Sábado à noite, exausta, como muitos de nós estão. O confinamento remói a gente por dentro, mas é algo que vai além disso. É uma cascata de erros, mortes anunciadas e nenhuma chama fraca de um fósforo no fim do túnel.
No início do mês (estamos em abril), minha vida deu umas reviravoltas (por opção). Resolvi, no meio do pântano, oferecer um curso de leitura de poesia, com um preço razoável e número de participantes limitado, para que nosso maior ganho fosse a conversa.
O primeiro encontro foi realizado hoje e, apesar de não conseguir juntar muito as palavras, estou eternamente grata aos participantes e realizada. A poesia foi nosso assunto principal, portanto. Compartilhamos nossas experiências de leitores ou aspirantes a leitores do gênero, compartilhamos aquilo que mais nos toca e nos mobiliza. Para mim, esse é um dos sentidos da palavra comunidade.

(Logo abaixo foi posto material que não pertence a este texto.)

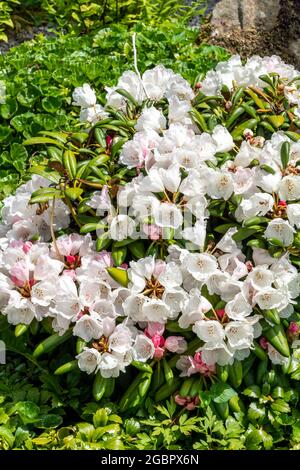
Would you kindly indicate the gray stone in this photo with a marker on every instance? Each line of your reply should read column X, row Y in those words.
column 245, row 15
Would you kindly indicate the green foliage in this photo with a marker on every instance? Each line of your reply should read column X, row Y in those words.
column 78, row 16
column 6, row 9
column 40, row 77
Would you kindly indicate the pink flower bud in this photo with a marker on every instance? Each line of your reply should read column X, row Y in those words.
column 220, row 312
column 158, row 341
column 159, row 353
column 154, row 328
column 293, row 331
column 27, row 246
column 180, row 400
column 176, row 344
column 159, row 268
column 263, row 343
column 198, row 358
column 293, row 327
column 249, row 266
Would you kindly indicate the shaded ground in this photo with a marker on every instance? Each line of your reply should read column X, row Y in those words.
column 283, row 40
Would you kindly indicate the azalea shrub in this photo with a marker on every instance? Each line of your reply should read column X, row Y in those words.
column 155, row 250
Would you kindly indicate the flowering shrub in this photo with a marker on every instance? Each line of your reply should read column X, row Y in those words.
column 163, row 236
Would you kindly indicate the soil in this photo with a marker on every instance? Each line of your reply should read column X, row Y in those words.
column 283, row 40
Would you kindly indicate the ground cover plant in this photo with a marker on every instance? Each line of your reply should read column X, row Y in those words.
column 40, row 76
column 155, row 251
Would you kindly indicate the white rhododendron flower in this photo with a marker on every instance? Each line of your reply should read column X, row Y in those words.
column 193, row 227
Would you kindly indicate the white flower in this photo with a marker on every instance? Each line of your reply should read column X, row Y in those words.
column 257, row 205
column 151, row 119
column 270, row 298
column 139, row 151
column 120, row 340
column 281, row 230
column 239, row 334
column 133, row 307
column 222, row 139
column 238, row 308
column 130, row 82
column 88, row 360
column 275, row 356
column 121, row 227
column 88, row 327
column 156, row 310
column 179, row 111
column 221, row 355
column 289, row 188
column 92, row 114
column 156, row 81
column 110, row 365
column 196, row 234
column 166, row 214
column 293, row 213
column 220, row 185
column 200, row 265
column 194, row 309
column 143, row 348
column 84, row 96
column 261, row 277
column 210, row 331
column 21, row 311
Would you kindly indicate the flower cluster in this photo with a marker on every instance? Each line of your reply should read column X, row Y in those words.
column 185, row 173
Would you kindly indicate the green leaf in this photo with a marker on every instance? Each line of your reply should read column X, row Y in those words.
column 5, row 132
column 42, row 140
column 280, row 406
column 222, row 392
column 27, row 96
column 7, row 436
column 49, row 421
column 19, row 156
column 27, row 410
column 276, row 121
column 100, row 418
column 51, row 104
column 253, row 391
column 285, row 154
column 256, row 412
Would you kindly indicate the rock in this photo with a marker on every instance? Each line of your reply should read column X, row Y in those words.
column 263, row 27
column 230, row 15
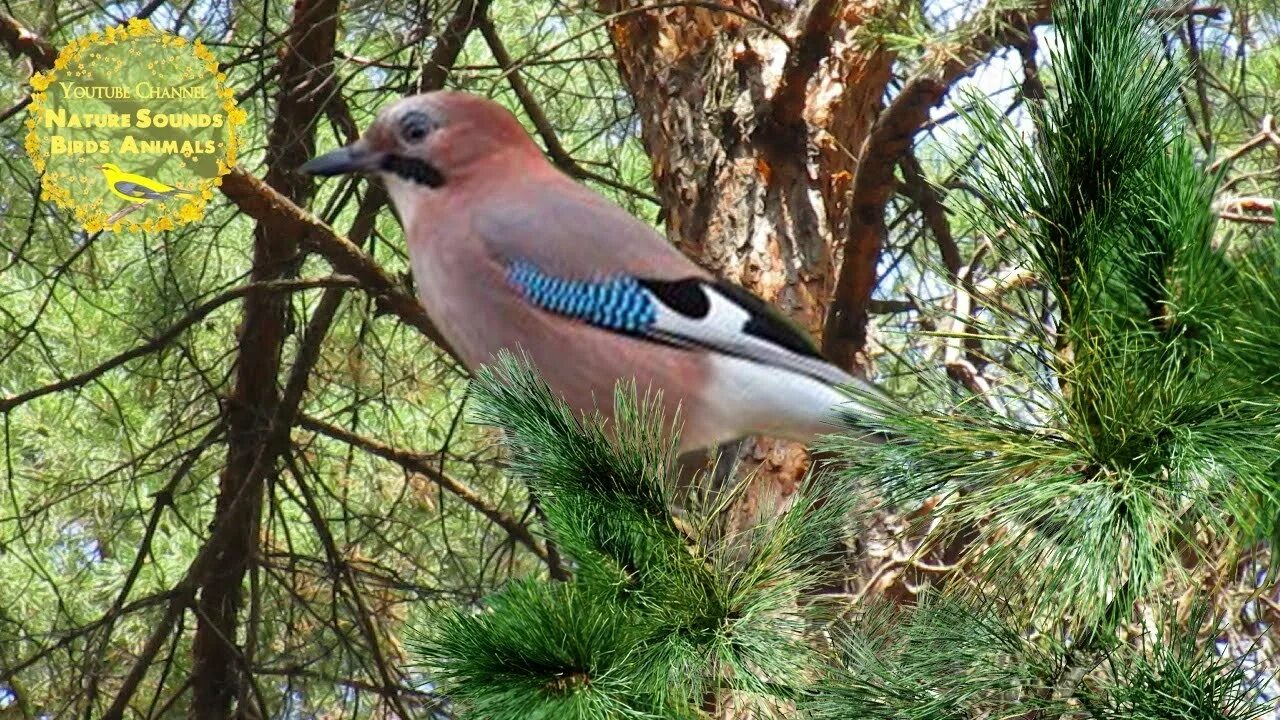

Tenho tido dificuldade em me apegar a determinadas leituras, embora tenha concluído alguns livros nos últimos dias (O processo; Eu, Tituba: bruxa negra de Salém e Segredos, para citar alguns). Mesmo insistindo nesse exercício que liberta, sinto que estou cansada fisicamente para continuar.
O que me levou a pensar que, talvez, seja tempo de poesia. Reler minhas poetas favoritas, fazer o poema ressoar aqui dentro e deixar marcas através de seus versos-lâminas. O tempo circular da poesia há de acalmar todas essas angústias que tenho sentido.
Como sempre, preparei uma seleção de poemas, excertos de poemas, versos pungentes, para que possamos vivenciar essa retirada interior em comunidade.
Seguimos.
Enterros
partos
famílias
operações
doenças
revistas à portuguesa
o mesmo Tide
lava mais preto
*
Eu sou a luva
e a mão
Adília e eu
quero coincidir
comigo mesma
(Adília Lopes em: Aqui estão as minhas contas: antologia poética, p. 63)
Quem
nos roubou
o prazer
de existir?
Porque
nos roubamos
o prazer
de existir?
(Adília Lopes em: Aqui estão as minhas contas: antologia poética, p. 91) (uma observação aqui: o "por que" da pergunta, em Portugal, se escreve junto).
Ode
O início? O mesmo fim.
O fim? O mesmo início.
Não há fim nem início. Sem história
o ciclo dos dias
vive-nos.
(Orides Fontela, Poesia completa, p. 213).
Para encerrar, um pensamento que ficou me atormentando nos últimos dias:
Busquei dentro da casca
uma certeza
nenhum alimento.
(Suellen Rubira)
Sinto que não disse nada... peço desculpas. Nos vemos na próxima volta dos dias.